There were even signs that a federal investigation of the IBL might be in the offing; three weeks after the NBA regular season ended, the FBI dispatched agents to the IBL’s league headquarters in Dallas to question IBL commissioner Angelo Luisetti about the findings of the league’s internal probe into the 1962 Gulf Coast Division playoff fixing scheme. The meeting lasted almost seven hours, and when it was over the FBI agents had learned that the league’s own inquiry into the fixing plot had found connections not only to the San Antonio front office executive and the two IBL referees who’d been the original focus of the investigation but also to members of the Dallas Steamers, who had allegedly been promised a first-round pick in the 1963 IBL amateur draft in exchange for the team’s cooperation with the game-fixing plan.
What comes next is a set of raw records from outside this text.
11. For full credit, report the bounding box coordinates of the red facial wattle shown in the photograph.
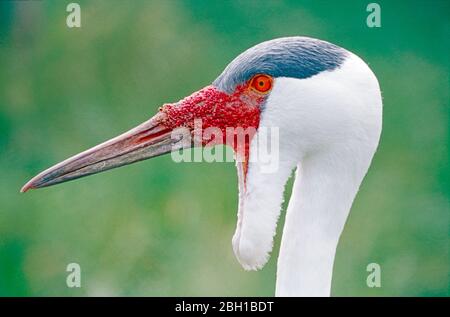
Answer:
[160,85,266,162]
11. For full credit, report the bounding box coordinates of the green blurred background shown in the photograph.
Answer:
[0,0,450,296]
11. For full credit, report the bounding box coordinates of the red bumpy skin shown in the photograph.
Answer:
[160,85,266,162]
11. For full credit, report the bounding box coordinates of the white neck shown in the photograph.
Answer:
[276,144,370,296]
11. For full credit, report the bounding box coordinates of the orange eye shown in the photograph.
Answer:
[250,75,273,93]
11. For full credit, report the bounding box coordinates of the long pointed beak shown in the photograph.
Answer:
[20,112,188,192]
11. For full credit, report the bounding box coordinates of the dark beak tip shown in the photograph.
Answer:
[20,182,35,193]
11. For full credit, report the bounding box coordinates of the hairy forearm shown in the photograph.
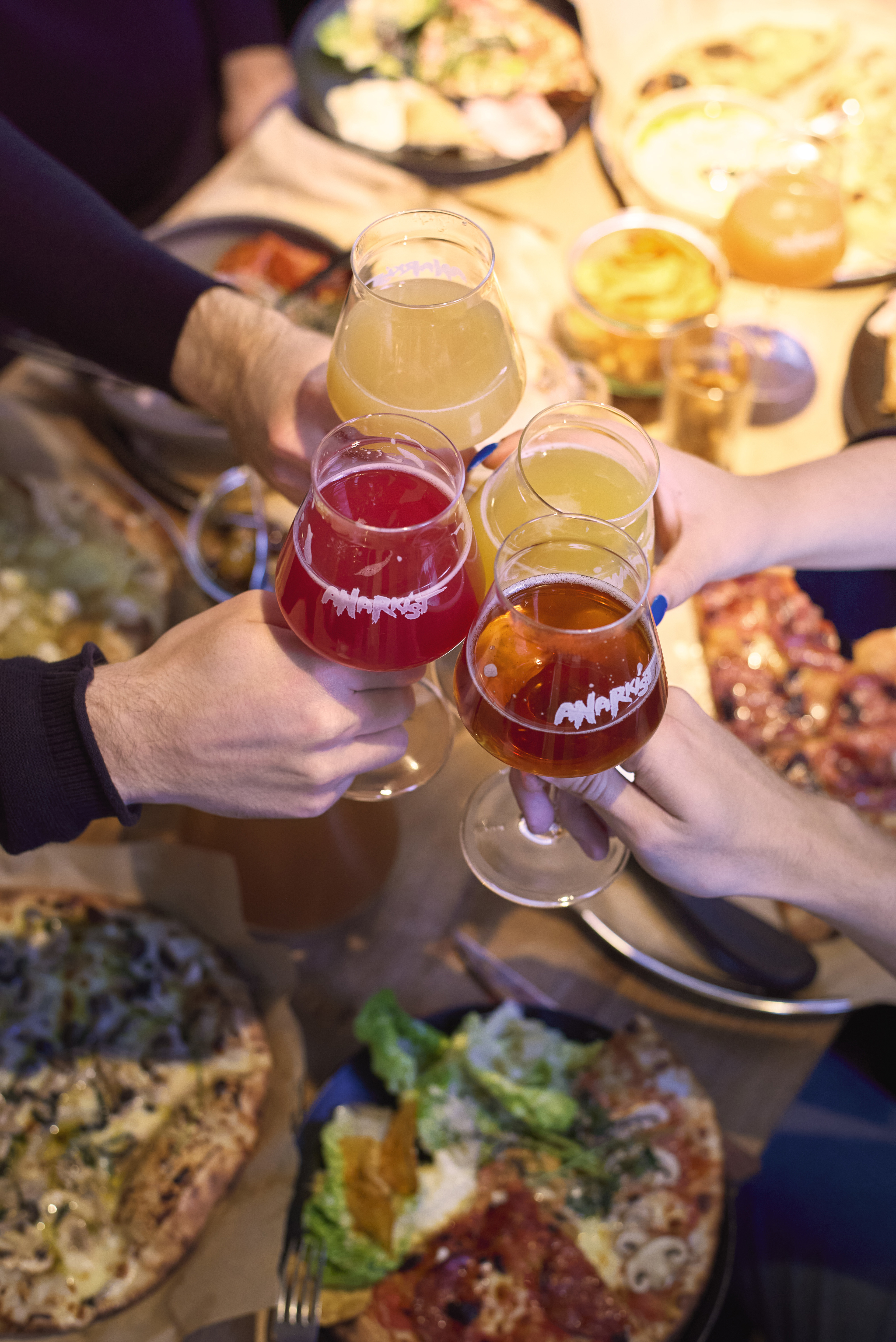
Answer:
[172,287,302,420]
[747,437,896,569]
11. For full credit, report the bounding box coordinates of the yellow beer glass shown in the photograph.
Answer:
[468,401,660,573]
[327,209,526,448]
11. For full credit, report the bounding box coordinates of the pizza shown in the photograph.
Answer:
[0,890,271,1334]
[306,1004,724,1342]
[696,570,896,828]
[810,47,896,271]
[640,23,845,98]
[0,463,177,662]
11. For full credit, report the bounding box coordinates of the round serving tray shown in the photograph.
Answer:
[290,0,590,187]
[567,863,896,1019]
[284,1004,735,1342]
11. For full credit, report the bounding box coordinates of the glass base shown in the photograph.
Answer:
[345,680,455,801]
[732,323,816,424]
[460,769,629,909]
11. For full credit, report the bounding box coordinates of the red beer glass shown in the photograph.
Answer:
[275,412,486,801]
[455,514,668,906]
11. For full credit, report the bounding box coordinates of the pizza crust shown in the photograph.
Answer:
[326,1017,724,1342]
[0,890,271,1334]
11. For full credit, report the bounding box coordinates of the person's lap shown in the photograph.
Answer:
[735,1053,896,1342]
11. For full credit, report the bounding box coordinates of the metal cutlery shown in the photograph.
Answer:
[271,1237,327,1342]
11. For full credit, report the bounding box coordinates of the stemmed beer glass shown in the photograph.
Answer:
[327,209,526,450]
[275,413,486,801]
[455,514,668,907]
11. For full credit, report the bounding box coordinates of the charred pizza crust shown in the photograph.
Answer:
[696,570,896,828]
[0,890,271,1334]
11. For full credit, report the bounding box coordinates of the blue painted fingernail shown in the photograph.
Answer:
[467,443,498,471]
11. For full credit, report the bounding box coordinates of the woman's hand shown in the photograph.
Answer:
[86,592,424,817]
[651,439,767,607]
[511,687,896,970]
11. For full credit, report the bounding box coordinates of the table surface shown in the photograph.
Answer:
[0,113,884,1342]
As the scandal began to pick up more steam, a gnawing dread slowly crept in among fans throughout the entire IBL; if the 1962 Gulf Coast playoffs had been crooked, what else about the league could be corrupt? This attitude of suspicion gradually infected all other elements of the IBL, and as a result its profits and attendance went into a steady and irreversible decline. By 1966 the league would be nearly $10 million in the red and bankruptcy rumors would be starting to swirl about it.

*****

While the Oilers never had to endure the kind of disgrace that overtook the Steamers and the Heat, they did encounter some hard times of their own. The 1964 NBA playoffs saw Houston eliminated in the opening round for the first time since 1959, and as if the sting of not making it to the Western Division finals wasn’t pain enough for Tom Marshall and his players their early exit came at the hands of the Oilers’ division archrivals the St. Louis Hawks. Understandably Coach Marshall began to worry about his job after the Oilers were dispatched three games to one in that series; he remembered all too well that his predecessor and mentor Bobby Wanzer, who had won a league championship, had been fired after he was swept by the Celtics in the 1963 NBA Finals. True, Wanzer and the Oilers ownership had fallen out over contract issues, but just  the same Marshall was bracing himself for the possibility of getting pink-slipped.

But instead the club chose to bring him back for the 1964-65 NBA season, at the end of which Houston would reap its greatest reward from the three-way Naulls-Twyman-Rodgers trade...

 

To Be Continued

 

Footnotes

1 The lingering PR fallout over the acrimonious end to Bobby Wanzer’s coaching tenure in Houston may have had something to do with these switches.